In its first hearing, legislation that seeks to lighten the load of tests on teachers drew effusive praise.
Senate Bill 364 by Lindsey Tippins, R-Marietta, would roll back the use of student test results in teacher evaluations. The law currently mandates that at least half of each teacher’s job evaluation be based on them, but Tippins would drop that to 30 percent.
State Superintendent Richard Woods and representatives from several groups that advocate for teachers, school superintendents, school boards and other educational leaders all praised the legislation. So did Cobb County teacher and parent Michele Willis, who cited her own son’s behavior as evidence of the omnipresence of tests in young children’s lives.
With her superintendent standing at the back of the room in support, she told lawmakers that her boy spends about 20 days a year taking tests. He and his friends have grown so accustomed to it that it has affected the way they speak, she said, noting that on Sunday morning when they discussed what to have for breakfast, he suggested “A. eggs, B. bacon. C. fruit or D. all of the above.”

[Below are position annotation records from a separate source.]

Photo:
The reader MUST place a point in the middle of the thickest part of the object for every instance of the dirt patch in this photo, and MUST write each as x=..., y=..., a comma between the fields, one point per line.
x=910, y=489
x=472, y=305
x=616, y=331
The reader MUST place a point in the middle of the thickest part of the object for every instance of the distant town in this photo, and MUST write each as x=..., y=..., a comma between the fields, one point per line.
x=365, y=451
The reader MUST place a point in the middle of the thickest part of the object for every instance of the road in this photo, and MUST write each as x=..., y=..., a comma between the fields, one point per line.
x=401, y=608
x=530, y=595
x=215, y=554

That drew laughter from the audience but Willis’ fellow teacher, Erin Baker, offered more sobering effects, noting that some children suffer panic attacks, headaches or stomach sickness. Others do not take the tests seriously, randomly filling in their answers, she said.
Another bill by Sen. William T. Ligon, Jr., R-Brunswick, would drop the tests to 10 percent of each evaluation. His Senate Bill 355 hasn’t had a hearing yet. He said Thursday that the two bills hit a lot of the same points but differ in details. “We’ll see if we can maybe merge some of these things together,” he said.